Tb co-infection has been shown to contribute to higher levels of systemic immune activation (marked by the increase of multiple pro-inflammatory bio-markers including IL-7) among PWH [11, 23]. In addition, IL-7 has been shown to induce the proliferation of the central memory T cells (TCM) [7, 16, 27] that are the major long-lasting reservoirs in immune responder to ART [28]. Studies have also shown that levels of plasma IL-7 were associated with the speed of HIV reservoir attenuation [7, 16]. In addition, Tb co-infection may enlarge the size of the HIV reservoir by other immunological pathways. Previously, Suchard et al. has reported that plasma IDO activities were suitable as a biomarker of tuberculosis in HIV-positive persons [17]. IDO as an immune checkpoint marker has been widely studied as a target of immunotherapy in the fields of tumor and inflammation biology [29]. Interestingly, we recently observed a positive correlation between IDO activities and the levels of total HIV DNA in PBMCs [18]. In parallel to the levels of HIV DNA, plasma IDO activities were higher both in pre-ART and following ART in a HIV/Tb co-infected population as compared to that in controls. More importantly, IDO activity was shown to be normalized in another study after Tb cured [17]. Based on the above theory, we assumed that Tb could increase the HIV reservoir size through the cytokine-mediated homeostatic proliferation pathway. However, we found there were no correlation between the level of on-ART HIV DNA and plasma IL-7 concentrations, also no correlation with plasma IDO activities. Considering that on-ART HIV DNA in HIV/Tb co-infected group is related to baseline viral load, while on-ART HIV DNA was not related to plasma IL-7 concentrations and IDO activities, we can only found that Tb is associated with increased level of on-ART HIV DNA, which may be related to the higher viral load caused by Tb infection at baseline.
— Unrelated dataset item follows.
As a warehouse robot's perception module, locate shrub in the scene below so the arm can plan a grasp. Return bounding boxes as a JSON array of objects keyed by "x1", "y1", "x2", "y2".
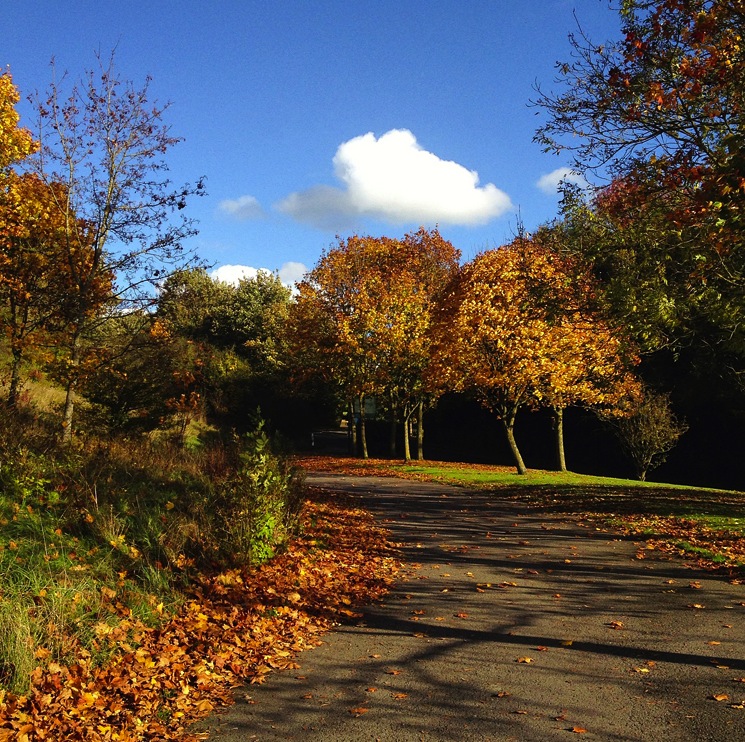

Our results should be interpreted with caution owing to some study limitations. First, the number of participants in both groups was small. Second, surrogate markers of the HIV reservoir were measured by a PCR-based method that may overestimate its size as most of the viral genomes detected are replication-incompetent. Due to the sample size, we did not measure the replication competent HIV by QVOA at the same time, if we do that, the study would be more intact. However, low levels of total HIV DNA are associated with longer-term delays of viral rebound in PWH who have interrupted ART [30,31,32] indicating its valuable role as an HIV reservoir marker. Interestingly, the drawback of using total HIV DNA as a surrogate marker may also be considered an advantage; defective HIV provirus may also lead to viral antigen production that plays an important role in HIV replication and pathophysiology of this chronic infection [33]. Third, since M.tb only infects macrophages and HIV also can infect macrophages [34], this study mainly evaluated the reservoir size in PBMCs, but lacked data of reservoir size on the difference between CD4 T cells and macrophage. Fourth, because of the limitation of detection methods, latent Tb was difficult to detect, only those who presented with symptoms indicative of Tb were re-tested during the study period in our study. Also, we were not able to distinguish TB from non-TB with the methods available at the study period. Finally, 6 months of TB medication may bias the results of the HIV reservoir size after 1 year’s ART, it may take longer to assess the impact of Tb on the reservoir more appropriately.

Conclusion

Among the PWH matched for sex, age, baseline CD4 T cell count and baseline CD4/CD8 ratio, those co-infected with Tb had a higher level of viral load at baseline, which was associated with a higher level of HIV DNA after a duration of 16 (12, 22) months’ ART. In other words, Tb is associated with increased surrogate marker of the HIV reservoir. Further studies are warranted to explore the mechanism of Tb co-infection promoting the increasing size of HIV reservoir.